Ce sont deux étudiantes en psychologie de l’Unifr, Eline Gremaud et Cyrielle Goetschi, qui ont conduit cette recherche dans le cadre de leur travail de mémoire de bachelor dirigé par Pascal Wagner-Egger. Elles ont contacté des étudiants suisses, ainsi que des étudiants bretons et toulousains, auxquels elles ont demandé de produire des associations libres concernant respectivement les Français et les Parisiens. «Comme anticipé, les réponses des deux groupes présentent des similitudes», explique le psychologue social. Les termes hautains et arrogants figurent aussi bien dans le top dix des réponses romandes que provinciales. «A ce stade de l’étude, on constate que ces qualificatifs peuvent être vus comme un complexe de supériorité attribué aux Français/Parisiens (ou un complexe d’infériorité de la part des Suisses/Provinciaux).»

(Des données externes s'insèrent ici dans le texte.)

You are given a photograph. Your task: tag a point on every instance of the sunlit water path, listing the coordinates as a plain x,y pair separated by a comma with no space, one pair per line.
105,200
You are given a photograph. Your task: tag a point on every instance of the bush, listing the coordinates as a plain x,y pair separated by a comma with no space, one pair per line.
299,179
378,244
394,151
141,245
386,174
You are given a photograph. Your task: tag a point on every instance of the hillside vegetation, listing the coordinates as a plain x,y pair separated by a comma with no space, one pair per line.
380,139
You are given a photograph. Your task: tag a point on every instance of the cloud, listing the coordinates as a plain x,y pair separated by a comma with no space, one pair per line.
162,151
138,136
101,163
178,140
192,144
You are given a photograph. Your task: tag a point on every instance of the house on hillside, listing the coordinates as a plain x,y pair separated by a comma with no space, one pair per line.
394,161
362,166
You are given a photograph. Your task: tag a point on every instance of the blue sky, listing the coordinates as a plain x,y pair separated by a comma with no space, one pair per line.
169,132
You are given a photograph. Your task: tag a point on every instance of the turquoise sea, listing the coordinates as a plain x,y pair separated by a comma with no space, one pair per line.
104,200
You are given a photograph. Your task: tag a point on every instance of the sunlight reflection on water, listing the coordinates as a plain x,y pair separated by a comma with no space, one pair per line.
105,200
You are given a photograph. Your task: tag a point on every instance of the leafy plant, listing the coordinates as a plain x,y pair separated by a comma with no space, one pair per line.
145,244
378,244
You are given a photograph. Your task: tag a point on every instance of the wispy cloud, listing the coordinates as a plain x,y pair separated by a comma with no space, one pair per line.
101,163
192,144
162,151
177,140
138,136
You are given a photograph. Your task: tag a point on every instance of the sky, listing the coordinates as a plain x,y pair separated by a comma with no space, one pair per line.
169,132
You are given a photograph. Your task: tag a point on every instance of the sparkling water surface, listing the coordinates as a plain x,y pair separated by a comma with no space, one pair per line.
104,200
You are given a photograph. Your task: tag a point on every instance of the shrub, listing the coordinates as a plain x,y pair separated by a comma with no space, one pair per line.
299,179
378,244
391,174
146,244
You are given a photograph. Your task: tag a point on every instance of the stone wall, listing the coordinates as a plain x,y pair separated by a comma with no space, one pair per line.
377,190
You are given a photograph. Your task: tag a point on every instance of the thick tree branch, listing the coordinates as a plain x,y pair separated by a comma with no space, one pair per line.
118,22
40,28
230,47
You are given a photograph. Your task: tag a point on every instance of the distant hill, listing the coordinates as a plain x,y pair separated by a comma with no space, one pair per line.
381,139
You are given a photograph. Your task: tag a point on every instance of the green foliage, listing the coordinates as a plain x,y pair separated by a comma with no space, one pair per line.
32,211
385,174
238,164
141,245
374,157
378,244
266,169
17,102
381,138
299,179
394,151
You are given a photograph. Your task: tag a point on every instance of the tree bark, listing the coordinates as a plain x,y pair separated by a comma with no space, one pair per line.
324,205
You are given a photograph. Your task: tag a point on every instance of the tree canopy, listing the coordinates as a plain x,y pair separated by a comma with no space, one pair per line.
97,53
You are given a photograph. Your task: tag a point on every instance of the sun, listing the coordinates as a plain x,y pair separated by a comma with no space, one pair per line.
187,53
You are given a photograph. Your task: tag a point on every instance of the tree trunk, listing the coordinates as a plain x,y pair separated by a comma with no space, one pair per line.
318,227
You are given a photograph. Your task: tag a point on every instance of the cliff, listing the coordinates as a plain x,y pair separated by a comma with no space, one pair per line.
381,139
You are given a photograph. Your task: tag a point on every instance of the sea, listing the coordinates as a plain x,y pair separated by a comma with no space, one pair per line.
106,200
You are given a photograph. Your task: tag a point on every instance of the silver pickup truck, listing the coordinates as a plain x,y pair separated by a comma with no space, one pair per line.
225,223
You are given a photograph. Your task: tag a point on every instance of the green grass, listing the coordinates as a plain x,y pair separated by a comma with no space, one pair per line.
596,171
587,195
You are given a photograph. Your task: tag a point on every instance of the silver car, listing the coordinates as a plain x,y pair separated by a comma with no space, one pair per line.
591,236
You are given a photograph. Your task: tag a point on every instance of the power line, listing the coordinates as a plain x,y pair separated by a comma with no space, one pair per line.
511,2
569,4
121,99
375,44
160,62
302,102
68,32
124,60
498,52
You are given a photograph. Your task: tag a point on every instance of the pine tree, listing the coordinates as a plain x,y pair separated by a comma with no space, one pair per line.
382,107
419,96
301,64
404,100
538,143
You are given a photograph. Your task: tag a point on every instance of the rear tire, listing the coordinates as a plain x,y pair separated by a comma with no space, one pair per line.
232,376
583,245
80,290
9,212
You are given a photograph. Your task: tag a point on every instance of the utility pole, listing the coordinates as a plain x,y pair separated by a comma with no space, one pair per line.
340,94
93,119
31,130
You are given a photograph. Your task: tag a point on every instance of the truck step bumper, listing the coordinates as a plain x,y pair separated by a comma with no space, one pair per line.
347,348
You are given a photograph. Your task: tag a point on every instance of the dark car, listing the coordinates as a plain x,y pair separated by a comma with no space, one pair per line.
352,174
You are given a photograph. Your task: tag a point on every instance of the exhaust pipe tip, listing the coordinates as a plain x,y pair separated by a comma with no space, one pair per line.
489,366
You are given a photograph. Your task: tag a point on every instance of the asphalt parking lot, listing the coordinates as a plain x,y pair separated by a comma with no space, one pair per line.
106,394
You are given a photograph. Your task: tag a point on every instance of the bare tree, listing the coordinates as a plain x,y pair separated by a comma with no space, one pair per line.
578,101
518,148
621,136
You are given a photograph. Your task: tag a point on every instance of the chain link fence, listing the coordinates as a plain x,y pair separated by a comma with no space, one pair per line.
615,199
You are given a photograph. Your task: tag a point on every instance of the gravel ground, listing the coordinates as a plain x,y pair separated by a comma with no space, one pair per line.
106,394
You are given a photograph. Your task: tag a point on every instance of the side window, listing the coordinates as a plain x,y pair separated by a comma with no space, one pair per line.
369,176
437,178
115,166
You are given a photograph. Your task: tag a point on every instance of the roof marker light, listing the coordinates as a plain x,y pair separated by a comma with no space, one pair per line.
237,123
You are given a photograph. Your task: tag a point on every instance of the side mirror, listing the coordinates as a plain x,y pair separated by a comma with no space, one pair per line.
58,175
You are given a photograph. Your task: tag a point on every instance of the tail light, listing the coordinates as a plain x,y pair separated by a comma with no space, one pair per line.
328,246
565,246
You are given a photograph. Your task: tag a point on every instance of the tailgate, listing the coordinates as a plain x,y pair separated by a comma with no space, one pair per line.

«L’une des origines de ce complexe d’infériorité est à chercher du côté de la langue», avance Pascal Wagner-Egger. De nombreux Romands ont l’impression de posséder une grammaire et un vocabulaire moins riches que leurs voisins. «Sans oublier la question de l’accent. Pour un habitant de la capitale française, si vous n’avez pas l’accent parisien, vous ne parlez pas le ‹vrai› français. Ca peut complexer…» Le chercheur rappelle aussi qu’il est fréquent de voir un groupe minoritaire sortir les griffes face à un groupe majoritaire. «Dans le cas des Suisses romands, leur statut doublement minoritaire – face aux Suisses allemands et face aux Français – renforce peut-être un sentiment revanchard.» On peut également imaginer que les valeurs («un peu protestantes») de modestie et de discrétion, si fortement ancrées en Suisse, entraînent chez certains Romands un élan de colère, lorsqu’ils se trouvent face à quelqu’un cultivant moins ces valeurs. «Cela dit, les Français sont-ils vraiment plus chauvins que les Suisses? Pour reprendre l’exemple du foot, il me semble que nous le sommes désormais tout autant que nos voisins!»
Notre expert Pascal Wagner-Egger est lecteur à l’Université de Fribourg, spécialisé en psychologie sociale. Il s’intéresse en particulier aux questions liées aux croyances (notamment celles concernant les théories du complot), au racisme et au sexisme.